In the closing decades of the nineteenth century, two curious emanations were discovered. The first of these was found to stream off the negative electrode when a high voltage was applied between two metal plates. These emissions were named cathode rays, and we now identify them as electrons: the agents of electric current in a wire that are accelerated away down the steep electric field created by the voltage. Flying electrons are rapidly absorbed by even tenuous matter like air, and
so these cathode rays can travel an appreciable distance only inside a container evacuated of gas. Cathode rays could be noticed, therefore, only once scientists were able to produce effective vacuum pumps to suck out practically all the air in sealed glass canisters.

The small amount of gas left inside these early vacuum tubes produced an eerie glow as it was struck by the fast-moving electrons (an effect exploited in neon lights). The German physicist Wilhelm Röntgen wanted to exclude this light so that he could study the cathode rays penetrating through the wall of the vacuum tube, so he wrapped the tube in black cardboard. It was at this point that he noticed a fluorescent screen on the other side of the lab bench glowing a faint green. This was far too distant for cathode rays to be reaching, and Röntgen nicknamed this invisible new radiation X-rays, after their mysterious nature. We now know these X-rays to be ultra-high-energy electromagnetic waves emitted when the accelerated electrons slam into the positive electrode in the vacuum tube.

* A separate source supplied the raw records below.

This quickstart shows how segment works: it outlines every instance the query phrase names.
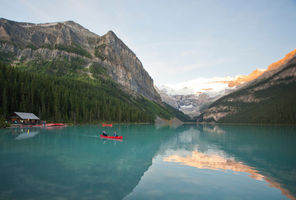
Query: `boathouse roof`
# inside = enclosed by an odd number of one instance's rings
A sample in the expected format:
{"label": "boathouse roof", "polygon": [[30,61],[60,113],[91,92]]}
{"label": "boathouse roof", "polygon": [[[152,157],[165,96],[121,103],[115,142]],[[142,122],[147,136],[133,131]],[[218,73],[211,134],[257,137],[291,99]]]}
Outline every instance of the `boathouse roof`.
{"label": "boathouse roof", "polygon": [[17,116],[19,116],[21,119],[37,119],[37,120],[40,120],[33,113],[14,112],[14,114],[16,114]]}

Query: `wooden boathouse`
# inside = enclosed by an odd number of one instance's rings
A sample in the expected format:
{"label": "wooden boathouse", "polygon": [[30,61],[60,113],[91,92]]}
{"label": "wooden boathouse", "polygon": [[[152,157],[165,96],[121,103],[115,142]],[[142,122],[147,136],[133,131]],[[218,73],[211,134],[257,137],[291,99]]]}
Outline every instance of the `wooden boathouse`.
{"label": "wooden boathouse", "polygon": [[40,119],[33,113],[14,112],[10,117],[11,124],[39,124]]}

To his utter astonishment, Röntgen realized that X-rays allow you to see right through solid objects, such as the contents of closed wooden boxes; most eerily of all, in 1895 he was able to use X-rays to take a photograph of the bones inside his wife’s hand. As X-rays are absorbed more easily by dense internal structures like bones than by soft tissues, the image essentially showed the shadow of her bones from energetic light shone straight through her body. X-rays are dangerous, as they are energetic enough to trigger mutations and cause cancer, and so patients should be exposed for only a short burst to capture a snapshot on photographic film, with the doctors shielded behind a lead screen. Despite these health risks, the opportunity offered by radiography to peer inside the living body in order to examine the vital organs, assess bone fractures, or locate tumors provides vastly greater capability for diagnosis than the first diagnostic tool, the stethoscope.

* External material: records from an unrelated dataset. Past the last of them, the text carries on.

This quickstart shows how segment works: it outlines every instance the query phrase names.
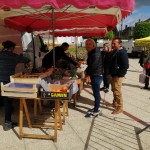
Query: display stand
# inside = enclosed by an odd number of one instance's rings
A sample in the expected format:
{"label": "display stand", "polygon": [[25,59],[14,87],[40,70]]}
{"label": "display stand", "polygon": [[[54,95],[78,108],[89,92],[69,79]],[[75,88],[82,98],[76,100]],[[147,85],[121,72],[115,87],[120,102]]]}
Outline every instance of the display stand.
{"label": "display stand", "polygon": [[[41,134],[27,134],[23,132],[23,112],[25,112],[28,126],[29,128],[53,128],[54,129],[54,135],[41,135]],[[51,139],[54,142],[57,142],[57,130],[58,130],[58,123],[60,126],[60,129],[62,130],[62,120],[61,120],[61,113],[60,113],[60,103],[59,100],[55,100],[55,111],[54,111],[54,125],[45,125],[45,124],[32,124],[28,107],[26,104],[25,98],[20,98],[20,112],[19,112],[19,138],[37,138],[37,139]]]}

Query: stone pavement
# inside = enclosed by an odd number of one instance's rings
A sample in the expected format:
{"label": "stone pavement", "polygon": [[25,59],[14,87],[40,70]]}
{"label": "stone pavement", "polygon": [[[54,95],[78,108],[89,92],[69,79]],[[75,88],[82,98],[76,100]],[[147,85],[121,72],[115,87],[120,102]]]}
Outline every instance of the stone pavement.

But being able to externally sense the interior condition of the body
is only half of the problem you’ll face after the Fall. It is absolutely crucial to be able to link patient examinations to an accurate understanding of how our body is actually built—to literally know ourselves inside out. So if this detailed knowledge of the intricacies of our own inner structure is lost, how could you rediscover it from scratch, and so recognize what is healthy and what is abnormal?

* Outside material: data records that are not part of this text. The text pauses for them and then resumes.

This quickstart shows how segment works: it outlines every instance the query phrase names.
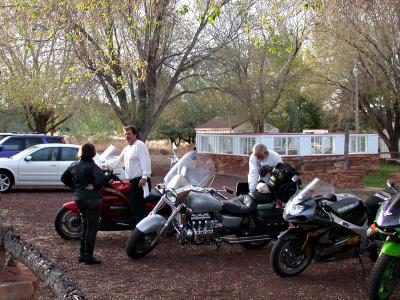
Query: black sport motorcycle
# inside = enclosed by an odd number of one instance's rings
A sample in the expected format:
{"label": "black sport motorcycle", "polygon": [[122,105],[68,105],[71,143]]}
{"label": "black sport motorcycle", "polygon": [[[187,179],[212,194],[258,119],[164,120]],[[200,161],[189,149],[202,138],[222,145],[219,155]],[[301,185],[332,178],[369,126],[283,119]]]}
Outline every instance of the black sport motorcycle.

The internal construction of animals is familiar from butchery, but the human body has important structural differences. and so getting reacquainted with anatomy, gained through human dissection, will be imperative during the reboot. Anatomy and postmortem dissection will be crucial for the redevelopment of pathology—the understanding of the root causes of diseases. The practice of conducting a post-mortem is absolutely vital in correlating the external signs and symptoms of sickness in the patient while alive with internal anatomical faults or defects that can be assessed only after death. The recognition that a particular disease is often caused by a problem in a specific organ, rather than being a systemic issue—as suggested by the premodern belief in the imbalance of bodily humors: blood, phlegm, and black and yellow bile—is pivotal to pathology, and this realization is in turn crucial for our ability to address the underlying cause of a disease, rather than simply trying to treat the symptoms that are manifested.

Once the fundamental cause has been identified, the next step is the prescription of medication or the undertaking of surgical intervention.